Am 24.10.2018 fand bereits der zweite von Knauf und Knauf Insulation veranstaltete Wohnbau-Event „Leichter – Höher – Schneller“ statt. Rund neunzig Teilnehmer kamen zur Veranstaltung ins Linzer Kunstmuseum Lentos. Gemeinsam mit oberösterreichischen Bauträgern, Architekten, Planern und Bauunternehmern sowie hochkarätigen Referenten wurden Themen wie Nachverdichtung, modulares Bauen und moderne Stadtplanung erörtert.

Als Referenten begrüßte Knauf Geschäftsführerin Mag. Ingrid Janker den oberösterreichischen Landeshauptmann-Stellvertreter, Dr. Manfred Haimbuchner, sowie Architekt MMAG. Johann Traupmann, Mag. Wolfgang Modera als Vorstandsvorsitzenden der GIWOG (Gemeinnützige Industrie-Wohnungs-AG), Geschäftsführer der KMH GmbH Otto Ordelt und den Linzer Infrastrukturstadtrat DI Markus Hein.

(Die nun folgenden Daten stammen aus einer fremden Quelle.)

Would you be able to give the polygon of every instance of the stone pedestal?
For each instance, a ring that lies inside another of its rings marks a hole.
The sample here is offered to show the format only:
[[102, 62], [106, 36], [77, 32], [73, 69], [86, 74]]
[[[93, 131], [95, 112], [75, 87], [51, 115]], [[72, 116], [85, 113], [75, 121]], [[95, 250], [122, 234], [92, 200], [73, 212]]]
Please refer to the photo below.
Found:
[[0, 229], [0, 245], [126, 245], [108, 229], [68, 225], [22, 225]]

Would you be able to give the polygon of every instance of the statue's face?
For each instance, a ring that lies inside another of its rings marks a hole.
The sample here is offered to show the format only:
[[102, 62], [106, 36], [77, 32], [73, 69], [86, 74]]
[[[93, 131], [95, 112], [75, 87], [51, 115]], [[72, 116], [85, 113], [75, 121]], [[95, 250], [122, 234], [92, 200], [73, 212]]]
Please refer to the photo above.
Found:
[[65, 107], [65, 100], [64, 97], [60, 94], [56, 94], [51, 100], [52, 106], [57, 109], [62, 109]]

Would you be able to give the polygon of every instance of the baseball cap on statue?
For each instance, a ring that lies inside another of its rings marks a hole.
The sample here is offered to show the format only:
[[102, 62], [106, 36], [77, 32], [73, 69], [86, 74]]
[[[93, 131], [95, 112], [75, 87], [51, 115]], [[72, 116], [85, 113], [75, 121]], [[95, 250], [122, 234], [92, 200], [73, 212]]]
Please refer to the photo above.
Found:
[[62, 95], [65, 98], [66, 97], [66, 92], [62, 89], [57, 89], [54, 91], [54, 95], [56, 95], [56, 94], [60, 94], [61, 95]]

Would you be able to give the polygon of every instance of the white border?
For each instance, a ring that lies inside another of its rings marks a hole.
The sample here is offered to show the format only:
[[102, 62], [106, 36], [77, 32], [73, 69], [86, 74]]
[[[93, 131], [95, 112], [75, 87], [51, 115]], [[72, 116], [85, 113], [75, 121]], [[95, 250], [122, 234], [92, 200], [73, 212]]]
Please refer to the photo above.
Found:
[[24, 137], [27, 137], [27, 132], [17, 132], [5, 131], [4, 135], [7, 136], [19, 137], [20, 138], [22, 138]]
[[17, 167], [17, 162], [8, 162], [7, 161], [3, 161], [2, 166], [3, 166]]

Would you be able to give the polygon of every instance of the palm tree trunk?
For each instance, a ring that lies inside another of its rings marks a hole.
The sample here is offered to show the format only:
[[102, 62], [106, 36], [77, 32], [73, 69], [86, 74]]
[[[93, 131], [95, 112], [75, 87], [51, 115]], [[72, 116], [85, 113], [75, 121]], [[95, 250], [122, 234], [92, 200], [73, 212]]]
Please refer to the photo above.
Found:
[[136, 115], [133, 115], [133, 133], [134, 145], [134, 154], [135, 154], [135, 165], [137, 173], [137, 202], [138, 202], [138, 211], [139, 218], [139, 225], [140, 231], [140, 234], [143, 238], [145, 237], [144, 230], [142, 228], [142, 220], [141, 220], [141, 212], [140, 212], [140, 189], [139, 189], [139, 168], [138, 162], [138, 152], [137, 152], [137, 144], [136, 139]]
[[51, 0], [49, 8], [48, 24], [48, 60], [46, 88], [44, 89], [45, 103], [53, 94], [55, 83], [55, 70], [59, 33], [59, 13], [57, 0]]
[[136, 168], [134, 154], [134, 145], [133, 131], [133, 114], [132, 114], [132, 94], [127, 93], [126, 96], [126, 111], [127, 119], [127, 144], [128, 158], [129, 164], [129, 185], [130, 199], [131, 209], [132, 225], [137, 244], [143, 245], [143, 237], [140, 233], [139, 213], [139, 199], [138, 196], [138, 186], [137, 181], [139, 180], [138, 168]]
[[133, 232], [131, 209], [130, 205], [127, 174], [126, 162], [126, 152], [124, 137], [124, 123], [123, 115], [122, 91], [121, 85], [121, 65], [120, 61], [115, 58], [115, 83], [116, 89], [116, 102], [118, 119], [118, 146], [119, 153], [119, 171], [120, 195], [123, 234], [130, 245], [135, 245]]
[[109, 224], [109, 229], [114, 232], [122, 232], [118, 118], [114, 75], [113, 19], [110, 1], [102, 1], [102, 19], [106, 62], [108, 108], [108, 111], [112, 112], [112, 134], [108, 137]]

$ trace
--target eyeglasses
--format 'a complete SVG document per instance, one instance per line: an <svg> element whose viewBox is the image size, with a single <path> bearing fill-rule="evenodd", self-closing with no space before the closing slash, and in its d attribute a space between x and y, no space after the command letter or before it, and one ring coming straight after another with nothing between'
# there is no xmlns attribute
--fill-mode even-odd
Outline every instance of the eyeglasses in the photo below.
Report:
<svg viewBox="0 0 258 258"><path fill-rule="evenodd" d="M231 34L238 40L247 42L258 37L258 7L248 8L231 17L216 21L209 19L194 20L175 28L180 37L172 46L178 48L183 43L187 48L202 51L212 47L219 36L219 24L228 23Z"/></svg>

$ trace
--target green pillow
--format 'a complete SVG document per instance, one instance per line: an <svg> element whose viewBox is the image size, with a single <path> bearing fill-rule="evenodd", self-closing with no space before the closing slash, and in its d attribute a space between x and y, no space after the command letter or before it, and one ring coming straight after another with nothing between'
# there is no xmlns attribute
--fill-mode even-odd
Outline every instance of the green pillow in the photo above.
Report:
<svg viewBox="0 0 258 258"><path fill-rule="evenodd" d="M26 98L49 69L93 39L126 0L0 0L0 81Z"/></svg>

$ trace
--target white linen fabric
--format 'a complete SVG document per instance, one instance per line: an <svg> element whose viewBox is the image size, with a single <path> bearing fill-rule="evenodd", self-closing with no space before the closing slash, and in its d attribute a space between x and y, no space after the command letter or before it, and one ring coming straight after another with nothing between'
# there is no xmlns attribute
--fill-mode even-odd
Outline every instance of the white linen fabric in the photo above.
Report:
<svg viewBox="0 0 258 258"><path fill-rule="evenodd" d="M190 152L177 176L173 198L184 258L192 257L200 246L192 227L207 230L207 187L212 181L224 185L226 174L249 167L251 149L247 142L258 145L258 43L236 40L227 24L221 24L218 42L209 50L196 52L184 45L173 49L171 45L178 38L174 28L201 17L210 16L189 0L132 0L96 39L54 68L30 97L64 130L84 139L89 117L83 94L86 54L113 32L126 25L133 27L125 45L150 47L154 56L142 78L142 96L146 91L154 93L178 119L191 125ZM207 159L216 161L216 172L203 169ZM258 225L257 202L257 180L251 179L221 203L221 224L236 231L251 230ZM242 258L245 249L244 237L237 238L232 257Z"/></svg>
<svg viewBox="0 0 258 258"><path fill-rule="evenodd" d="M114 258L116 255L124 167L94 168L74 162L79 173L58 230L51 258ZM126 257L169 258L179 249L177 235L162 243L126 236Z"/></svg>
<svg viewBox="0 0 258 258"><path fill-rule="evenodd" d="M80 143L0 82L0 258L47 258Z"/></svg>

Mag. Ingrid Janker skizzierte in ihrer Eröffnungsrede, wie die Aufstockung von Bestandsgebäuden helfen kann, bei dem aktuell rasant steigenden Wohnungsbedarf in Städten den Verbrauch großer Freiflächen zu minimieren und gleichzeitig die Erschließung neuer Verkehrsflächen zu vermeiden. „Zudem wird die gesamte energetische Sanierung der aufgestockten Gebäude vorangetrieben“, erläuterte Janker.

Dr. Manfred Haimbuchner stellte leistbares Wohnen in den Mittelpunkt seiner Rede. Laut ihm wäre Nachverdichtung sicherlich eine Lösung: „Aufgrund immer weniger zur Verfügung stehender Grundstücke müssen wir in die Höhe bauen. Dazu gehört aber auch Mut!“ Er hob auch hervor, dass das Land Oberösterreich die höchste Sanierungsförderung in Österreich habe.

Aber auch im Neubau zeigte Architekt MMAG. Johann Traupmann, bekannt durch den futuristisch anmutenden ÖAMTC-Neubau in Wien, auf, wie man die Anforderungen des Bauherrn baulich bestmöglich umsetzen kann.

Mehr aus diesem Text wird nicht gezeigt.